She continued: "Boys held at gunpoint and forced to sexually assault their mothers and sisters. Women raped with bottles, wood branches and knives to cause as much damage as possible. Toddlers and even babies dragged from their homes, and violated."
Zainab Hawa Bangura, the UN special envoy on sexual violence in conflict, told the council that two weeks ago she visited Bosnia where an estimated 50,000 women were victims of rape and other forms of sexual violence during the war, but only a handful of perpetrators have been prosecuted.
Later, at the Ford Foundation, she said that on an African trip with Hague, she visited the village of Mambasa in eastern Congo's Ituri district where 11 babies aged 6 to 12 months had been raped, 59 children aged 1 to 3 years old had been raped and 182 girls aged 5 to 15 years old had been raped.
"Who will rape a baby?," Bangura asked. "It means you want to wipe the community away.

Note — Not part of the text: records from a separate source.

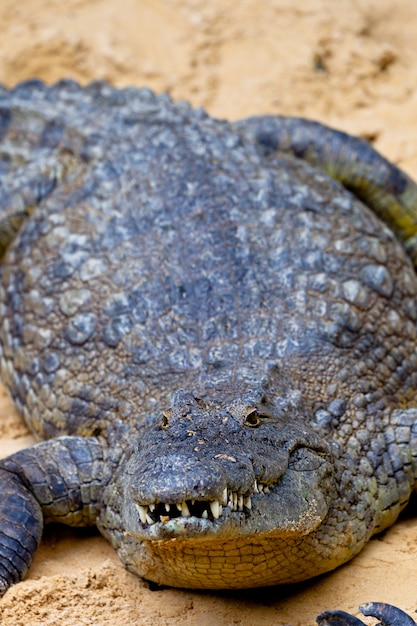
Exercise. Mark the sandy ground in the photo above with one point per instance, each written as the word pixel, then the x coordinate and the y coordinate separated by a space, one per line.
pixel 352 64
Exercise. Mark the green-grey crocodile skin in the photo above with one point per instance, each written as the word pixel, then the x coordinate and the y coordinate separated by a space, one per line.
pixel 216 340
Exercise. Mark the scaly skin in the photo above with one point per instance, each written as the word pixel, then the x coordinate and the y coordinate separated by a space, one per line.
pixel 217 341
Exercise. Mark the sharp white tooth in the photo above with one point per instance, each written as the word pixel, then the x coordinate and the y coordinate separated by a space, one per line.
pixel 215 508
pixel 142 513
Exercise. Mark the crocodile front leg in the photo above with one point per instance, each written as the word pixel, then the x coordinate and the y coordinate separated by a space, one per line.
pixel 53 481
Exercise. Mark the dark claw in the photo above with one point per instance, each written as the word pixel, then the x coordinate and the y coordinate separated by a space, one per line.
pixel 389 616
pixel 337 618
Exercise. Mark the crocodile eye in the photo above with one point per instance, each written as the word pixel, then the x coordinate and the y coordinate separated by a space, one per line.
pixel 253 419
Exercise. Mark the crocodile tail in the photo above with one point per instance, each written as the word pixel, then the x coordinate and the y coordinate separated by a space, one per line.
pixel 352 161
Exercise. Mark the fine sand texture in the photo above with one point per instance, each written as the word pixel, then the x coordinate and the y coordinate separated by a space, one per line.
pixel 351 64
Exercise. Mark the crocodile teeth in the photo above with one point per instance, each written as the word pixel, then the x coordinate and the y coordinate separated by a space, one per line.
pixel 143 510
pixel 215 509
pixel 185 510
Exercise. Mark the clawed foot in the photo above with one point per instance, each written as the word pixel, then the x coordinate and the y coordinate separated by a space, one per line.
pixel 389 616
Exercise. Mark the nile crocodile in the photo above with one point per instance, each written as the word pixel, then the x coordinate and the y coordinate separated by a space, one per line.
pixel 215 339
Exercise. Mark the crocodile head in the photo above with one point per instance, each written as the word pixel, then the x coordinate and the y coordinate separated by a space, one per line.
pixel 205 497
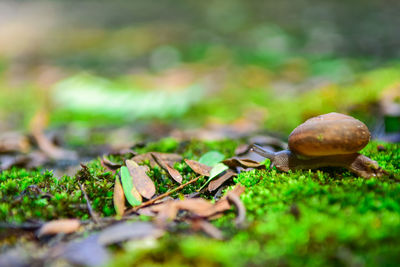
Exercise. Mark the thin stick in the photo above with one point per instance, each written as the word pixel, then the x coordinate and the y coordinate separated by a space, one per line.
pixel 152 201
pixel 88 205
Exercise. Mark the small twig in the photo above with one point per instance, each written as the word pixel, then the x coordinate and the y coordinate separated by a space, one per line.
pixel 88 205
pixel 152 201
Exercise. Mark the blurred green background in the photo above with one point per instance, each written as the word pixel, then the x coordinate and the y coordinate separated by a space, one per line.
pixel 190 64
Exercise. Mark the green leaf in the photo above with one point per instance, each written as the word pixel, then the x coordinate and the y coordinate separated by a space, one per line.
pixel 131 193
pixel 215 171
pixel 211 158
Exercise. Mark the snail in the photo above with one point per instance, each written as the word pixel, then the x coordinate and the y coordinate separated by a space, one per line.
pixel 329 140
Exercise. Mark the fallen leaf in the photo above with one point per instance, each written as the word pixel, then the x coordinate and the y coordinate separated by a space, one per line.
pixel 141 181
pixel 170 170
pixel 196 206
pixel 66 226
pixel 213 185
pixel 127 231
pixel 118 197
pixel 169 158
pixel 241 210
pixel 223 204
pixel 244 163
pixel 208 228
pixel 109 164
pixel 198 168
pixel 131 193
pixel 211 158
pixel 215 171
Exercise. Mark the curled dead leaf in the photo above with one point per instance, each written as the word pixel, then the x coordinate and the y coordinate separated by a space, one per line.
pixel 167 167
pixel 169 158
pixel 241 210
pixel 198 167
pixel 215 184
pixel 141 181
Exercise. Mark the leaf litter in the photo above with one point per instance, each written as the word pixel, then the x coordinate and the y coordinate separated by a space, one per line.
pixel 130 186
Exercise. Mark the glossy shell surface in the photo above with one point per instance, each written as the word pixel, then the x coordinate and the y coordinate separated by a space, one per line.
pixel 329 134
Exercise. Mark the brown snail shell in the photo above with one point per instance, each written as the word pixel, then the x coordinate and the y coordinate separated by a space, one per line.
pixel 329 134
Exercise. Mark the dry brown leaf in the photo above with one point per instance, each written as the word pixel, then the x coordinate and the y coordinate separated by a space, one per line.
pixel 119 197
pixel 112 166
pixel 141 181
pixel 215 184
pixel 65 226
pixel 223 204
pixel 241 210
pixel 208 228
pixel 169 158
pixel 198 167
pixel 167 167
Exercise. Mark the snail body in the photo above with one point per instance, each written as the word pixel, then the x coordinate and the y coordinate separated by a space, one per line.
pixel 329 140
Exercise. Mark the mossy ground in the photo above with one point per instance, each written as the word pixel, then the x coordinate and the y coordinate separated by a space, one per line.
pixel 318 218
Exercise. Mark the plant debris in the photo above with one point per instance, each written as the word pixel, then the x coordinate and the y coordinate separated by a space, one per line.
pixel 141 181
pixel 198 167
pixel 119 197
pixel 163 163
pixel 130 191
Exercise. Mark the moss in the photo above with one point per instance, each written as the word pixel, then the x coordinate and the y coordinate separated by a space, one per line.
pixel 319 218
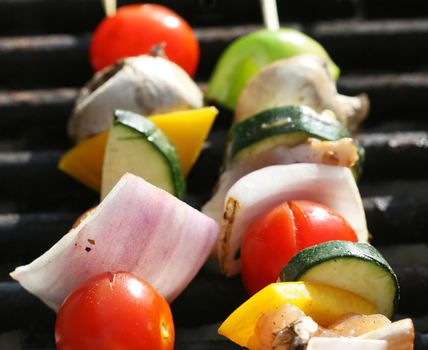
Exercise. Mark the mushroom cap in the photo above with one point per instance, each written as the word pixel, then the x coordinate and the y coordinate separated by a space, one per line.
pixel 144 84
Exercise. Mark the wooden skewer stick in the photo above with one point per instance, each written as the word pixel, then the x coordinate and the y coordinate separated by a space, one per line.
pixel 110 7
pixel 270 14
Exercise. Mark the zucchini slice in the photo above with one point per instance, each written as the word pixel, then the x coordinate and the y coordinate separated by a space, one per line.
pixel 137 146
pixel 356 267
pixel 289 126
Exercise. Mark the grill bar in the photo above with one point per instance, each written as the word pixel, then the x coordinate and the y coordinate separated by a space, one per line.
pixel 33 61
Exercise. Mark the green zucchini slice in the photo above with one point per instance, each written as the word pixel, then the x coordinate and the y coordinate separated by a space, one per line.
pixel 356 267
pixel 289 126
pixel 137 146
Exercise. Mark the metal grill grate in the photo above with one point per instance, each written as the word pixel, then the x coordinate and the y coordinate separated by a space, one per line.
pixel 381 47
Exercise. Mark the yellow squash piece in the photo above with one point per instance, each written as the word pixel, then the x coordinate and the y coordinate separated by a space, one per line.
pixel 84 162
pixel 187 130
pixel 325 304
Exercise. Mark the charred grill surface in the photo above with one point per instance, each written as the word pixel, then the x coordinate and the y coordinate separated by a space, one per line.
pixel 381 47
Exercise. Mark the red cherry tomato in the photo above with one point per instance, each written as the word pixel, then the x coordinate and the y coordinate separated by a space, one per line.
pixel 274 238
pixel 136 29
pixel 114 311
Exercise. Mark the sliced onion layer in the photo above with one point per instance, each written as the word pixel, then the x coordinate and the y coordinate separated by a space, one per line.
pixel 137 228
pixel 261 190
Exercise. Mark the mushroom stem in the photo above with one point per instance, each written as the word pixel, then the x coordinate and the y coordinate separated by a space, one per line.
pixel 110 7
pixel 270 14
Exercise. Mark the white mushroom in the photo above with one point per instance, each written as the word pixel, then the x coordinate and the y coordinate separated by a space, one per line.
pixel 144 84
pixel 303 80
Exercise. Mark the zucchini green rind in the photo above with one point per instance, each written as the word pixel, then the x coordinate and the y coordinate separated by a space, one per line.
pixel 287 126
pixel 357 267
pixel 137 146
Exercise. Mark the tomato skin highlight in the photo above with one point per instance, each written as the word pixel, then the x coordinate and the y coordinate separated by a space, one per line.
pixel 136 29
pixel 318 224
pixel 268 245
pixel 275 237
pixel 114 311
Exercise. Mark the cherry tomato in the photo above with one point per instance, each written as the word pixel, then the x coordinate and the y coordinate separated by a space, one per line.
pixel 115 311
pixel 274 238
pixel 137 29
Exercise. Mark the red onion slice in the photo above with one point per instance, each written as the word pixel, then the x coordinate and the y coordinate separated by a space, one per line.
pixel 137 228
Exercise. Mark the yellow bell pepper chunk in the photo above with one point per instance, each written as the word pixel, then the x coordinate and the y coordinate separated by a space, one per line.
pixel 84 162
pixel 325 304
pixel 187 130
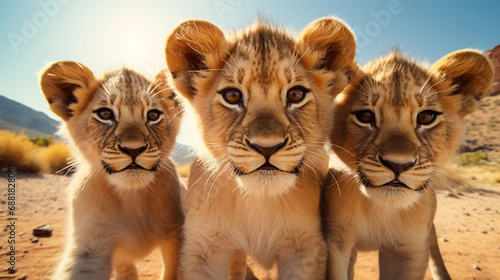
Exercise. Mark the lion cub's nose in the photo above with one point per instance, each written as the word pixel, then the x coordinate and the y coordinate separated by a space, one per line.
pixel 267 152
pixel 397 167
pixel 133 153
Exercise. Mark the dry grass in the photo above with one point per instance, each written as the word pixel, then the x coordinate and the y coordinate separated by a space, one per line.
pixel 16 150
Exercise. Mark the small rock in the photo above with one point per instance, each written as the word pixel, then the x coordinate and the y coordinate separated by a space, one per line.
pixel 43 231
pixel 12 271
pixel 450 194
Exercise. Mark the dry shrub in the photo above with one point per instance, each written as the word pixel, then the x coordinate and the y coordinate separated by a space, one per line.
pixel 55 156
pixel 19 152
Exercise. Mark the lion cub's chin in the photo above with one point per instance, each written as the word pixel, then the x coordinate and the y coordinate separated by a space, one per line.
pixel 391 197
pixel 131 179
pixel 266 183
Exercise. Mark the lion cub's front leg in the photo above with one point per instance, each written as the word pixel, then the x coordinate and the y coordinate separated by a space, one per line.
pixel 170 254
pixel 403 264
pixel 305 262
pixel 206 254
pixel 84 261
pixel 341 259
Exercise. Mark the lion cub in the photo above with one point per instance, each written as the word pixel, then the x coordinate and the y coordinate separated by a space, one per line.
pixel 395 126
pixel 262 99
pixel 125 193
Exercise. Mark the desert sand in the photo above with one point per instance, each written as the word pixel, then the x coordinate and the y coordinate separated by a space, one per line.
pixel 467 222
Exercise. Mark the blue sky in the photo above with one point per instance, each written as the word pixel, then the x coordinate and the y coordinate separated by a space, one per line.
pixel 111 33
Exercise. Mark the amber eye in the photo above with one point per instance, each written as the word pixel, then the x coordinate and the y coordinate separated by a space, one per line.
pixel 296 94
pixel 427 117
pixel 105 114
pixel 365 116
pixel 232 96
pixel 154 115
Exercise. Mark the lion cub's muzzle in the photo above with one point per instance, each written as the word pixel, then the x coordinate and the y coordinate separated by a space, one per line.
pixel 273 155
pixel 267 152
pixel 133 153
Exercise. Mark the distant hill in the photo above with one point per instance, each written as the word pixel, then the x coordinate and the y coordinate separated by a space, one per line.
pixel 15 116
pixel 18 118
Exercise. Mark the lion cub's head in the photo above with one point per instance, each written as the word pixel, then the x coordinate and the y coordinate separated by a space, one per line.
pixel 399 121
pixel 262 97
pixel 122 123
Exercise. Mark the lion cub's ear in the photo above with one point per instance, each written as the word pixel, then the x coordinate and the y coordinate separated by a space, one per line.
pixel 60 84
pixel 331 43
pixel 192 47
pixel 469 72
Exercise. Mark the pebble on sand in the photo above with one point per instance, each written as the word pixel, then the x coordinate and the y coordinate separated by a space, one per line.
pixel 43 231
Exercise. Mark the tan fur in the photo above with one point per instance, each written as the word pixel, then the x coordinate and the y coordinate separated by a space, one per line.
pixel 117 215
pixel 386 201
pixel 232 204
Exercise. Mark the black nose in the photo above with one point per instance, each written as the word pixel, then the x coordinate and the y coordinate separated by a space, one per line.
pixel 397 168
pixel 267 152
pixel 133 153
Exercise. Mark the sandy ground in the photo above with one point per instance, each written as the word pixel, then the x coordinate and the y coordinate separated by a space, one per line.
pixel 468 227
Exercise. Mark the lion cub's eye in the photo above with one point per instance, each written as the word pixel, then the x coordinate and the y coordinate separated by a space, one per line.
pixel 296 94
pixel 365 116
pixel 153 115
pixel 232 96
pixel 105 114
pixel 427 117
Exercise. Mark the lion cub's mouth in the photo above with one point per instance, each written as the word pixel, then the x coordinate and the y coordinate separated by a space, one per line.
pixel 132 166
pixel 397 184
pixel 267 167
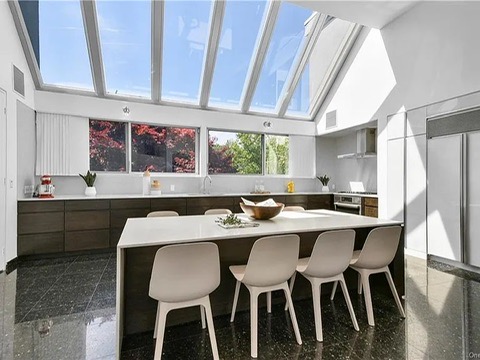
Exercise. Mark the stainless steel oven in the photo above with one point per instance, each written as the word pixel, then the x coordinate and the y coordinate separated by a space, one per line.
pixel 348 203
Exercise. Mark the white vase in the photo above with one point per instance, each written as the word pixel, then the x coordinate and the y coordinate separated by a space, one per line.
pixel 90 191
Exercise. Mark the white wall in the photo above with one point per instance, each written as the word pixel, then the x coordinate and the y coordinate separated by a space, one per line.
pixel 11 53
pixel 342 171
pixel 427 55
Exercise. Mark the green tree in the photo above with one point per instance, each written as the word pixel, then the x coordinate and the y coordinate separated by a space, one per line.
pixel 247 153
pixel 277 149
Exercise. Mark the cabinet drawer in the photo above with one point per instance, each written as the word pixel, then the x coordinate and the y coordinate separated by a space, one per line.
pixel 178 205
pixel 371 211
pixel 86 240
pixel 130 204
pixel 118 218
pixel 87 220
pixel 79 205
pixel 41 223
pixel 40 244
pixel 371 202
pixel 40 206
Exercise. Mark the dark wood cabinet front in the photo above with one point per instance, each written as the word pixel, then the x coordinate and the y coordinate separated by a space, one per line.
pixel 56 226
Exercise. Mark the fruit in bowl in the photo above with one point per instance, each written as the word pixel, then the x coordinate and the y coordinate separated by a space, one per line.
pixel 262 212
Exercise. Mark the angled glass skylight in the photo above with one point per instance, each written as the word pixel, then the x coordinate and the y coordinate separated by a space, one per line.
pixel 328 47
pixel 287 39
pixel 64 57
pixel 125 39
pixel 185 39
pixel 241 23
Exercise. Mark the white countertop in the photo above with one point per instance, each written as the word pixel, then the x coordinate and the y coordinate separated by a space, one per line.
pixel 166 195
pixel 139 232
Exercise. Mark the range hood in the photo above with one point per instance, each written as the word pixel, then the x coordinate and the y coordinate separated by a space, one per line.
pixel 366 145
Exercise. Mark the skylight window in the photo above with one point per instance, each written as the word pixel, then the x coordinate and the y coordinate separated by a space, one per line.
pixel 327 49
pixel 185 39
pixel 125 38
pixel 241 23
pixel 286 40
pixel 64 57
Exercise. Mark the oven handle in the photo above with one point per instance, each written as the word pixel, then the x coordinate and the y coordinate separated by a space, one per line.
pixel 348 206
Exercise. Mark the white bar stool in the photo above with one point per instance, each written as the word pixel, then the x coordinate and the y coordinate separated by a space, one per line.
pixel 184 276
pixel 377 252
pixel 162 213
pixel 218 212
pixel 271 263
pixel 330 258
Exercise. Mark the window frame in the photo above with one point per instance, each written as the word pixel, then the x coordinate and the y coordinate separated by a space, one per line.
pixel 264 153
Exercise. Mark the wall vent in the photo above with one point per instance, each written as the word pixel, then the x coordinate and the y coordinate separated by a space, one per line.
pixel 18 81
pixel 331 119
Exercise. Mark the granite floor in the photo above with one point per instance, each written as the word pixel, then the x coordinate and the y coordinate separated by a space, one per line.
pixel 65 309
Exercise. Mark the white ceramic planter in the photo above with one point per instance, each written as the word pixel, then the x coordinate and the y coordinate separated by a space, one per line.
pixel 90 191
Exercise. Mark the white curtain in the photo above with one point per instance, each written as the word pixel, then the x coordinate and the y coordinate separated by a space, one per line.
pixel 62 144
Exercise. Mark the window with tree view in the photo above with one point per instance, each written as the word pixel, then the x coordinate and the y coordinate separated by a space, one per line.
pixel 107 146
pixel 242 153
pixel 163 149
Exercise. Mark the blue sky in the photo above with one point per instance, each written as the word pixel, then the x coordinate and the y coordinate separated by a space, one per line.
pixel 125 36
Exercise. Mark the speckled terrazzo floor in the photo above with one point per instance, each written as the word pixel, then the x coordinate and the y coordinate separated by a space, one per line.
pixel 65 309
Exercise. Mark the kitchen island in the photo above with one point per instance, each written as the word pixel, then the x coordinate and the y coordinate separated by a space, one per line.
pixel 142 237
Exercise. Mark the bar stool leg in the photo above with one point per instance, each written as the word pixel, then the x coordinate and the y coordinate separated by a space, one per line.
pixel 292 313
pixel 334 290
pixel 160 330
pixel 349 304
pixel 394 292
pixel 292 282
pixel 316 309
pixel 211 328
pixel 269 302
pixel 202 316
pixel 235 300
pixel 368 298
pixel 253 322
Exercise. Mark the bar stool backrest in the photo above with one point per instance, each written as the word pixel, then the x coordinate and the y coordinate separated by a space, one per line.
pixel 331 254
pixel 272 260
pixel 185 272
pixel 379 248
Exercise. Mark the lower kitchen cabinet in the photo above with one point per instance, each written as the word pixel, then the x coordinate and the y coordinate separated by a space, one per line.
pixel 56 226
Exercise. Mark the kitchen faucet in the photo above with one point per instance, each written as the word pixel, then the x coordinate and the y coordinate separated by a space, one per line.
pixel 205 190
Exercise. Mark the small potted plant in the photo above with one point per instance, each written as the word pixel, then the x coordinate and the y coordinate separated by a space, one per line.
pixel 89 179
pixel 324 180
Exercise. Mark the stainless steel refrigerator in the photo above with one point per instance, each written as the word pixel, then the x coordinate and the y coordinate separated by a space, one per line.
pixel 453 192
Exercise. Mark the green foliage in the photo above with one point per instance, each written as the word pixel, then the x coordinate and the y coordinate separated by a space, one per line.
pixel 89 178
pixel 247 153
pixel 324 179
pixel 277 155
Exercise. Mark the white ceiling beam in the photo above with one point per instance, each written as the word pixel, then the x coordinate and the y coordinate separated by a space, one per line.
pixel 26 43
pixel 335 68
pixel 90 22
pixel 300 62
pixel 158 12
pixel 259 55
pixel 218 13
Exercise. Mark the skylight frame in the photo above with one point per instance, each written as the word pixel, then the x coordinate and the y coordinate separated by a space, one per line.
pixel 259 55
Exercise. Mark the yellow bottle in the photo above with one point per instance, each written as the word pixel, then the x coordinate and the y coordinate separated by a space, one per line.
pixel 290 186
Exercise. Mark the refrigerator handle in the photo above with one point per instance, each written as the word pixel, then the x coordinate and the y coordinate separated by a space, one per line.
pixel 463 198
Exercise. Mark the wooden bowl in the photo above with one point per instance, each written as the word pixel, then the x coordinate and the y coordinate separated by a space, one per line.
pixel 262 212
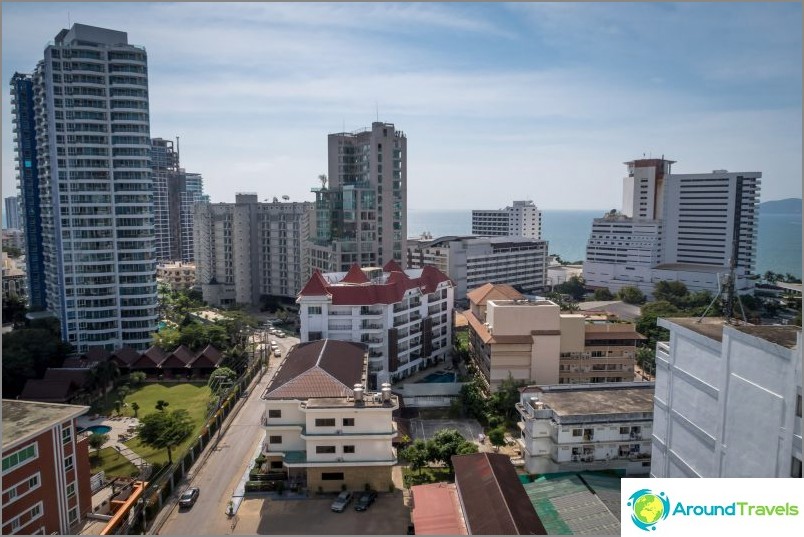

That's the only explanation you can have."
Jolie pleaded with the Security Council - and all countries - to implement the resolution and not let the issue drop.
"Meet your commitments, debate this issue in your parliaments, mobilize people in your countries, and build it into all your foreign policy efforts," she urged. "Together, you can turn the tide of global opinion, shatter impunity and finally put an end to this abhorrence."
UN Secretary-General Ban Ki-moon paid tribute to Jolie for being the voice of millions forced to flee their homes "and now for the many survivors of wartime rape whose bodies have been used as battlegrounds."
He called on all leaders to apprehend and prosecute perpetrators "and be part of a global coalition of champions determined to break this evil."